BOLOGNA. Poco lavoro e poco qualificato. Ecco com’è il lavoro dei detenuti dentro la Dozza. E quello esterno è ancora meno. Su 900 detenuti presenti nella Casa circondariale, di cui la metà in attesa di giudizio (su 490posti) sono meno di 120 quelli che lavorano dentro il carcere e una ventina all’esterno (circa il 15% in totale). È quanto è emerso dalla seduta congiunta delle Commissioni delle elette e sanità sull’udienza conoscitiva su lavoro e formazione all’interno della Dozza chiesta dal consigliere comunale Francesco Errani.

PRINCIPIO DELLA COSTITUZIONE – «Tra gli elementi che recepiscono i principi della Costituzione che punta alla rieducazione della pena il lavoro è quello più importante – ha detto Ione Toccafondi, direttrice della Dozza – Lo dimostra il fatto che gli atti di autolesionismo aumentano il primo giorno del mese, quando un detenuto scopre che non lavorerà nemmeno per quel mese».

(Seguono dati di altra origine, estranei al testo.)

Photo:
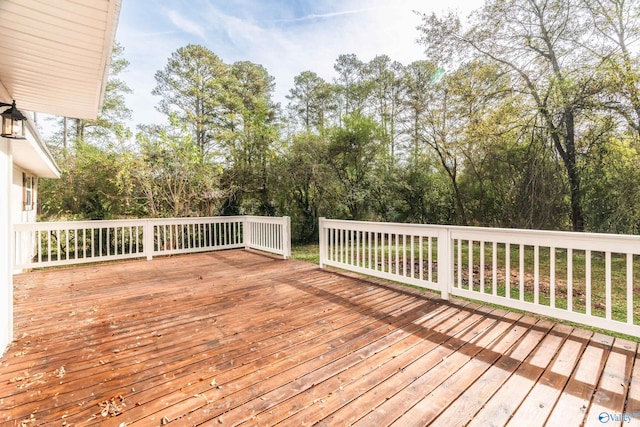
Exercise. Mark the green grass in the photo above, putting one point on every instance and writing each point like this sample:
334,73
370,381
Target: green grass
309,252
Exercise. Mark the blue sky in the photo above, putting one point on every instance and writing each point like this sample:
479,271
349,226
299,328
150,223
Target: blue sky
286,37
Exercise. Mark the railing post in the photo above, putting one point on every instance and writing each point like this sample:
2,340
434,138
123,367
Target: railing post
445,263
246,232
322,239
286,237
148,239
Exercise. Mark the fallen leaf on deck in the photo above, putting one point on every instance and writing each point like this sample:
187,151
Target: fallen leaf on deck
112,407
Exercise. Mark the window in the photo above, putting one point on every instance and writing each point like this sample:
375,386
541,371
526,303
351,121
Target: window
27,191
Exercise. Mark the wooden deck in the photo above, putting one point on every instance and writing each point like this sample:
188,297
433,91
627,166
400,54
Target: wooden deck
237,337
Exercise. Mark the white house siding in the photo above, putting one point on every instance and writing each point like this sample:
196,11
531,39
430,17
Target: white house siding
6,238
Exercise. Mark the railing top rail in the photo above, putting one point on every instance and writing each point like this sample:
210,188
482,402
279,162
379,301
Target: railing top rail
59,225
266,219
578,240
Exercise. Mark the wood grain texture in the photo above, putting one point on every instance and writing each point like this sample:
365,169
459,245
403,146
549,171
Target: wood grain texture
241,338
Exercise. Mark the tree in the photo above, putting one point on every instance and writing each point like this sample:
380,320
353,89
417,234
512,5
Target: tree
193,86
111,127
311,101
249,142
351,86
532,40
385,77
617,24
304,184
171,174
353,150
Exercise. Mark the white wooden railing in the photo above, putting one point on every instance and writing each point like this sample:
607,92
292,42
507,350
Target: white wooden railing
45,244
589,278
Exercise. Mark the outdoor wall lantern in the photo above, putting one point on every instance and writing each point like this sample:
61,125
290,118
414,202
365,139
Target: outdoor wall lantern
12,122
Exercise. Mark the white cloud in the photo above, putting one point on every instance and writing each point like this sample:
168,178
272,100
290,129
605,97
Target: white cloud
285,37
186,24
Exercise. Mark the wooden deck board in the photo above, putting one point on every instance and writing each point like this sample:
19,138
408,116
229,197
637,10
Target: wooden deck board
237,337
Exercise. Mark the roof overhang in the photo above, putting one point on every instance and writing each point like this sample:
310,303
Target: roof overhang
55,54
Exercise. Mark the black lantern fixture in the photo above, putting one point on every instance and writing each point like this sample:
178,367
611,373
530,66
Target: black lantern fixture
12,122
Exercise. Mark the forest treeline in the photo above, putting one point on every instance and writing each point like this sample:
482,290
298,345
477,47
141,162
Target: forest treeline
526,116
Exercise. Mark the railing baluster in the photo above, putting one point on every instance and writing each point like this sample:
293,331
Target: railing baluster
569,279
630,289
482,256
507,273
536,274
470,265
607,267
587,282
552,276
521,271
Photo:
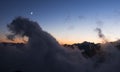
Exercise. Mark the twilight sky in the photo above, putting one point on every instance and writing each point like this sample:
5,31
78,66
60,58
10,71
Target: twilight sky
69,21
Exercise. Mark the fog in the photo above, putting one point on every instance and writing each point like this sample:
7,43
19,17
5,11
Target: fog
42,53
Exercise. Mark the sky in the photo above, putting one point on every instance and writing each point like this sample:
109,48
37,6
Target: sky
69,21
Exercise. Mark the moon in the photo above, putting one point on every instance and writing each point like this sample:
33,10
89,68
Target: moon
31,13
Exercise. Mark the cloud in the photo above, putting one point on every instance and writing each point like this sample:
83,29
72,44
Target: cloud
42,53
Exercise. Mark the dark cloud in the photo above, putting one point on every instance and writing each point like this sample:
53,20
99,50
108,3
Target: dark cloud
42,53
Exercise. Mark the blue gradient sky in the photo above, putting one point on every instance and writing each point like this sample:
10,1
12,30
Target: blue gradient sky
69,21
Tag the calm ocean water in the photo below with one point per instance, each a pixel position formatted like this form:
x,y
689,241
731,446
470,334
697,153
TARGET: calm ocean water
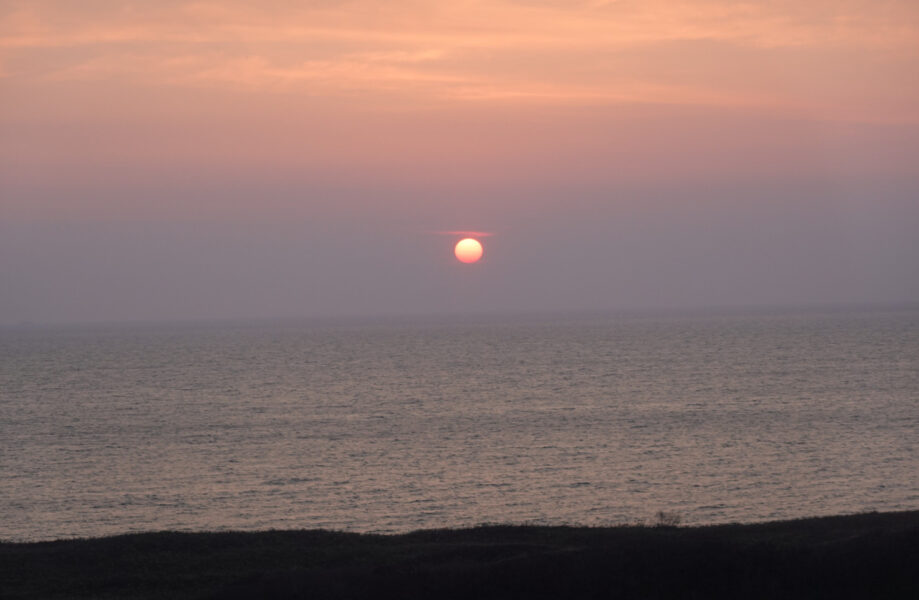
x,y
399,426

MENO ORE, PIU’ LAVORATORI – «Per far lavorare più persone, infatti, i lavori interni sono svolti per 3 ore al giorno e a turni mensili. Si tratta, comunque, di lavori poco qualificati di preparazione pasti, pulizie o lavanderia che, continua Toccafondi, «mantengono la struttura ma non insegnano un mestiere spendibile all’esterno». La situazione, però, è in lieve miglioramento. «Il numero dei detenuti è calato – ha spiegato Desi Bruno, garante regionale dei diritti dei detenuti – in regione siamo scesi sotto i 4mila, quindi i problemi di lavoro legati al sovraffollamento potrebbero ridimensionarsi e ciò potrebbe anche favorire l’ingresso delle imprese».